Concerning the issue of whether storms (Sandy and the nor’easter) are signals of the impact of climate change on extreme weather:

  • No significant increase in Atlantic hurricanes since the late 1880s has been observed.
  • The number of hurricanes that make U.S. landfall has not significantly increased or decreased.
  • In the future, it is likely that global frequencies of tropical cyclones will either decrease or remain essentially the same as a result of projected greenhouse gas induced climate change, though rainfall rates related to such storms are likely to increase.

  • There is low scientific confidence that overall storminess has changed, however, it is likely that there has been a human-induced increase in coastal extreme sea level events due to overall sea level rise.

  • Near Sandy’s landfall, sea level has risen over one foot since the mid-19 Century, mostly (but not solely) due to the increase in volume of the ocean attributable to its warming resulting from climate change.
  • It is very likely that further sea level rise will contribute to increased coastal high water levels in the future, conditions that led to Sandy’s primary impacts on coastal New York and New Jersey.

Concerning the issue of whether storms (Sandy and the nor’easter) are signals of the impact of sea ice on extreme weather:

  • Arctic sea ice extent has significantly diminished in a manner inconsistent with internal variability alone and anthropogenic forcing has likely been a contributing factor.

  • There is low confidence on changes in either the number or the intensity of mid-latitude storms, and there is also low confidence on the role played by sea ice forcing.

  • Scientific understanding remains controversial whether there is an appreciable or detectable impact of Arctic sea ice loss on subarctic weather during Fall and early winter.

  • The immediate cause for the severe U.S. impacts induced by Hurricane Sandy is the fatal, albeit random, merger of two transitory weather systems.

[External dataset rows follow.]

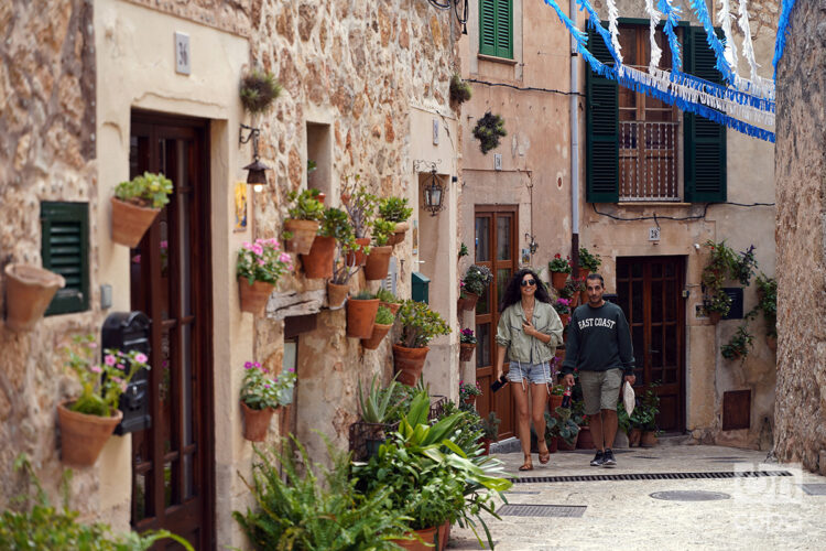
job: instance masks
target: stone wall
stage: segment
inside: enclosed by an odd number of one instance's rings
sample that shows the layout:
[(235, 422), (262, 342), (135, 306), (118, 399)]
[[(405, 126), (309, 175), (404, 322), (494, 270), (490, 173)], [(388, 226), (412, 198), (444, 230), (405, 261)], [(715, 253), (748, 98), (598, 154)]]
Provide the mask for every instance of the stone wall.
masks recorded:
[(774, 451), (812, 471), (826, 450), (826, 4), (797, 2), (778, 67)]

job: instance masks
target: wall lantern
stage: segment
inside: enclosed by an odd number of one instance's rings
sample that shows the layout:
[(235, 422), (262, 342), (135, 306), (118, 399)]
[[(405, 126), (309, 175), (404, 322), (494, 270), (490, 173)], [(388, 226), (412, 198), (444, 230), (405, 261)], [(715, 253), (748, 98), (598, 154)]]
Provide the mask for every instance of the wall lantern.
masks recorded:
[[(243, 137), (244, 130), (250, 131), (247, 134), (247, 138)], [(270, 170), (269, 166), (260, 161), (258, 155), (258, 137), (261, 131), (258, 128), (241, 125), (241, 131), (238, 137), (240, 143), (247, 143), (252, 140), (252, 162), (244, 166), (243, 170), (249, 171), (247, 174), (247, 183), (252, 184), (252, 190), (256, 193), (264, 191), (264, 185), (267, 185), (267, 171)]]

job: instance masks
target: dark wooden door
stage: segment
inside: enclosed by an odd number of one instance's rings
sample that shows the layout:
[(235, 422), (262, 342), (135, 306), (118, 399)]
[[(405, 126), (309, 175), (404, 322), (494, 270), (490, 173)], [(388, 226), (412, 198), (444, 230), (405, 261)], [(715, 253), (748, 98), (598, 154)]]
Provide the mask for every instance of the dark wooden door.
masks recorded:
[[(490, 385), (493, 382), (497, 353), (494, 337), (499, 323), (499, 301), (508, 281), (519, 269), (517, 227), (515, 206), (476, 207), (475, 261), (493, 272), (493, 281), (476, 305), (476, 380), (482, 388), (476, 407), (481, 417), (487, 417), (490, 411), (497, 412), (502, 421), (499, 425), (500, 439), (515, 435), (515, 406), (510, 385), (496, 393), (490, 391)], [(504, 370), (508, 370), (507, 364)]]
[(656, 383), (657, 425), (685, 430), (685, 277), (683, 257), (617, 259), (617, 295), (631, 325), (638, 393)]
[(130, 177), (161, 172), (174, 187), (130, 253), (132, 310), (152, 321), (152, 425), (132, 435), (132, 527), (171, 530), (199, 550), (214, 548), (215, 486), (206, 137), (204, 121), (133, 114), (129, 158)]

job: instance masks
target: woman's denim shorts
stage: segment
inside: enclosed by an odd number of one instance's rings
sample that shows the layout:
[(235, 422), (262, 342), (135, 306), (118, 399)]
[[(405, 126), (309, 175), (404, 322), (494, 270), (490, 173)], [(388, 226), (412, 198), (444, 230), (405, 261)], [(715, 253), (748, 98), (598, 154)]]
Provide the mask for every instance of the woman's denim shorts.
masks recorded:
[(508, 370), (508, 380), (511, 382), (528, 380), (531, 385), (553, 385), (551, 365), (547, 361), (543, 364), (511, 361), (510, 369)]

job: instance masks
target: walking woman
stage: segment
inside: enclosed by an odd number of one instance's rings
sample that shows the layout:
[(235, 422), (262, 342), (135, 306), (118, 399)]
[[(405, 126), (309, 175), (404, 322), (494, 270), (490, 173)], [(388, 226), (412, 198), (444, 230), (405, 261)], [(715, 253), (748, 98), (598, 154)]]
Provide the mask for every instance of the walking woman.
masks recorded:
[(510, 359), (508, 380), (512, 382), (511, 391), (517, 400), (518, 434), (525, 457), (519, 469), (531, 471), (531, 420), (539, 436), (540, 463), (544, 465), (551, 460), (545, 443), (545, 409), (553, 385), (550, 361), (562, 344), (562, 322), (540, 278), (528, 269), (518, 271), (508, 283), (500, 312), (493, 368), (499, 379), (507, 353)]

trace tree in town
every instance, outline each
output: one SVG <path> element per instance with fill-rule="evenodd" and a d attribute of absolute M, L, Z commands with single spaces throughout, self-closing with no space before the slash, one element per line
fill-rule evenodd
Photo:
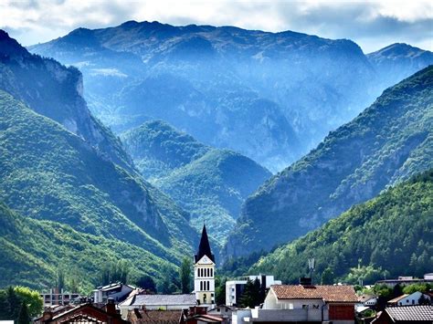
<path fill-rule="evenodd" d="M 34 318 L 42 314 L 44 301 L 37 291 L 31 290 L 26 287 L 16 287 L 14 290 L 21 303 L 25 304 L 27 308 L 26 312 L 28 316 Z"/>
<path fill-rule="evenodd" d="M 322 285 L 333 285 L 334 280 L 334 275 L 331 267 L 327 267 L 322 273 Z"/>
<path fill-rule="evenodd" d="M 30 323 L 30 315 L 28 314 L 28 307 L 23 301 L 21 303 L 21 308 L 19 309 L 19 316 L 18 316 L 18 324 L 28 324 Z"/>

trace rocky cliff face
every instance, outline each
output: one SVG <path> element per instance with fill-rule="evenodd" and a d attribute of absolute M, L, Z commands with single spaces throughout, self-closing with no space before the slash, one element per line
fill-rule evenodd
<path fill-rule="evenodd" d="M 226 256 L 270 249 L 432 167 L 433 67 L 386 89 L 244 204 Z"/>
<path fill-rule="evenodd" d="M 117 131 L 162 119 L 272 171 L 381 90 L 354 42 L 290 31 L 132 21 L 30 50 L 79 67 L 91 110 Z"/>
<path fill-rule="evenodd" d="M 218 247 L 243 201 L 271 175 L 246 156 L 204 145 L 162 120 L 145 122 L 121 139 L 142 174 L 190 213 L 193 226 L 206 222 Z"/>
<path fill-rule="evenodd" d="M 81 137 L 100 156 L 133 170 L 120 141 L 87 108 L 82 75 L 76 68 L 32 55 L 0 30 L 0 71 L 1 89 Z"/>

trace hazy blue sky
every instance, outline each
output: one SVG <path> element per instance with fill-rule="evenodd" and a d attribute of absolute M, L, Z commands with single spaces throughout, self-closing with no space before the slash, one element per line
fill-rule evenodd
<path fill-rule="evenodd" d="M 127 20 L 290 29 L 350 38 L 366 53 L 396 42 L 433 50 L 433 1 L 0 1 L 0 28 L 26 46 Z"/>

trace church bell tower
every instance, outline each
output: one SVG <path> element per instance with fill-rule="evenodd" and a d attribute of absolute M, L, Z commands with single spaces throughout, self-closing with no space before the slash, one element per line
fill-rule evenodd
<path fill-rule="evenodd" d="M 210 250 L 206 225 L 203 225 L 200 245 L 194 258 L 194 291 L 198 305 L 215 304 L 215 256 Z"/>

It is very unlikely that either of these weather systems individually was appreciably affected by Arctic sea ice loss. The case of the unusual merger of two weather systems into a single potent and destructive force along the eastern seaboard in late October 2012 thus is most likely an example of a great event having little underlying cause.
  • Although there was evidence of local atmospheric changes due to record sea ice loss in 2012, the large-scale pattern of atmospheric circulation over the North Atlantic, which was dominated with rapidly progressing weather systems rather than by stationary climate anomalies, was unlikely a detectable signal of depleted Arctic sea ice.